Welcome to the swamp! Things are really cleaned up around here. Come with me as I travel Switzerland and the Rhine on my SUP.

Friday, June 25, 2010

Cheating in Home Economics

The only time I have ever contributed to wide-spread cheating in school was in home economics in Junior High School.  You may ask, how is it possible to cheat in a cooking and sewing class?  I had learned some sewing already in the fifth grade.  My mom taught me, even though she curses like you wouldn't believe as she gets up from the machine and heads for the seam ripper, she still knows how to do it, which says a lot for motherhood.  Me learning sewing was helpful because we were running a bed and breakfast inn and had to put up curtains for four new rooms.  I learned to sew a straight line, my mom and her partner learned how to line up wall paper.  We never really learned how to walk a straight line, but we crossed all the i's and dotted all the t's.  This is actually a picture of the first thing I ever made with a sewing machine:  I was nine and did it while my mom wasn't looking.  Then I was off and they couldn't stop me. 

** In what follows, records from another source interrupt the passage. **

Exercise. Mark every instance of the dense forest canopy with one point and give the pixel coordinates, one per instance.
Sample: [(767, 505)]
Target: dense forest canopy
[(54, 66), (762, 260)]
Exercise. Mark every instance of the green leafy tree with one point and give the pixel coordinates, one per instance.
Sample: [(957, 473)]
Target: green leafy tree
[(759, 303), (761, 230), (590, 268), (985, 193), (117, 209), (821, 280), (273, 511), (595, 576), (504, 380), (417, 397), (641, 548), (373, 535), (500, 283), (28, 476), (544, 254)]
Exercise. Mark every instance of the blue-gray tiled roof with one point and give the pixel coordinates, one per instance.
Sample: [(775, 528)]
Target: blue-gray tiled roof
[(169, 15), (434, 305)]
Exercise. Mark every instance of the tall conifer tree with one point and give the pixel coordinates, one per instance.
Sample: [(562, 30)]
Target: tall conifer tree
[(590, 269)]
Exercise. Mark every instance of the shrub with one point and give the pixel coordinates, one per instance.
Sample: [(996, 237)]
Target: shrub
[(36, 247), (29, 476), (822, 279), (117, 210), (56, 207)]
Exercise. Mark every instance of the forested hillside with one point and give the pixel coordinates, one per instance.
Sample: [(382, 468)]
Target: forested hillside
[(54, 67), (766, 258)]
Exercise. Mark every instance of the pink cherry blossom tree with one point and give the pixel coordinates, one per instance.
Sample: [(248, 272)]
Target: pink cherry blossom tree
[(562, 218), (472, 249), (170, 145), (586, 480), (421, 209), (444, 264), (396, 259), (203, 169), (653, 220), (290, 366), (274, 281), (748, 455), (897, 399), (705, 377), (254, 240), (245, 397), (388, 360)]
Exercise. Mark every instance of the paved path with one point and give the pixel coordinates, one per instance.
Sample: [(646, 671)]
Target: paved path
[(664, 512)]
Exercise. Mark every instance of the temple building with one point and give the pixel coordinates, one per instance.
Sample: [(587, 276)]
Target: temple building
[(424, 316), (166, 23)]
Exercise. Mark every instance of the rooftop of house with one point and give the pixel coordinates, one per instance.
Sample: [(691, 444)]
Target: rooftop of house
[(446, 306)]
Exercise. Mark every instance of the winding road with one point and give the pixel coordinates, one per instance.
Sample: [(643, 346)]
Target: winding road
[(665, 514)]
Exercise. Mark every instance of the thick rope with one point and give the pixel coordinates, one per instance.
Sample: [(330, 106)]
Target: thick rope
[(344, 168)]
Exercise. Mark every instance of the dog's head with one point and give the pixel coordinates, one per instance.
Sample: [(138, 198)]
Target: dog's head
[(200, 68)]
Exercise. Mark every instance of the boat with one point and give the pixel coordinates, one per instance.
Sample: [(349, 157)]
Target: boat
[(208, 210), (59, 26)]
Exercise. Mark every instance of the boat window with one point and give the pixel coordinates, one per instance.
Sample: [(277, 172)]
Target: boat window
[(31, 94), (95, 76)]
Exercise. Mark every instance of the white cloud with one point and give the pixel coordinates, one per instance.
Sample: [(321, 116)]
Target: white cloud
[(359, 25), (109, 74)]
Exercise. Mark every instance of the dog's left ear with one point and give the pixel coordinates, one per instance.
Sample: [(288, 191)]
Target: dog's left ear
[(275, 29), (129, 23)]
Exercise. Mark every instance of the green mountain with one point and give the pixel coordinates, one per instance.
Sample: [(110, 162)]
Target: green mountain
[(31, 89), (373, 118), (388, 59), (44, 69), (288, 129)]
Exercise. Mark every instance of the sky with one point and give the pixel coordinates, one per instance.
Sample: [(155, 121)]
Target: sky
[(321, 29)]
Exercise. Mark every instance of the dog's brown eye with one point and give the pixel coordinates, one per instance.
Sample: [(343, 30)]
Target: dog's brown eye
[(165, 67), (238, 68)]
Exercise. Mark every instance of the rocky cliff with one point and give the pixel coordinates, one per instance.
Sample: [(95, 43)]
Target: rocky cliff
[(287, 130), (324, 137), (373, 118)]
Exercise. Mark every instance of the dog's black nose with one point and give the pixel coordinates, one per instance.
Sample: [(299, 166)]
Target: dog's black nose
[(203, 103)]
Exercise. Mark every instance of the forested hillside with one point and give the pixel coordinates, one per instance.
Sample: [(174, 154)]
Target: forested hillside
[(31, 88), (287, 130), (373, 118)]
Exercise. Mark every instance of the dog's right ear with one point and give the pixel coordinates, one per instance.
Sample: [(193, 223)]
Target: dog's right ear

So later when I started home economics all the kids in the class were lost with their pillows to complete in an amazingly tight time frame of about 8 weeks and when the teacher wasn't looking I jumped in and helped sew almost all of the 15-20 pillows.  Sadly I have forgotten the teacher's name, but the impulse to get behind the machine was stronger than I was.  I could not stop myself when I saw a fellow pupil and pillow in need.  Do you know how hard it is to do someone else's project, you have to physically move yourself to their sewing machine and jump back when the teacher comes back in the room.  It was exhilarating.  It was my fifteen minutes of fame.  Most of those kids still remember how my nimble fingers saved their grades.   Two of them became such good friends that they later saved me from the various pitfalls of being a teen.  Even today, when I walk down State Street in Santa Barbara and happen to bump into one of my classmates from SB Junior High, the first question is always, "Do you still know how to sew?"  Not as I would expect, "Wow!  How exciting!  Where do you live in Europe?" But never mind, I guess more people live in Europe than know how to sew.

Yours jumping out from behind sewing machines,
Mrs Crocodile


  1. I have a pillowcase that needs mending. And a pair of Skye's pyjamas and... all straight lines. Is it possibile to sneak onto a plane and come fix them?

  2. You do the sneaking, I'll oil the machine...

  3. Ha! I think you sewed a skirt for my sewing class in high school. The only reason I passed the class. Wish I still had that skirt. I would send it it to you to include in some future cutting.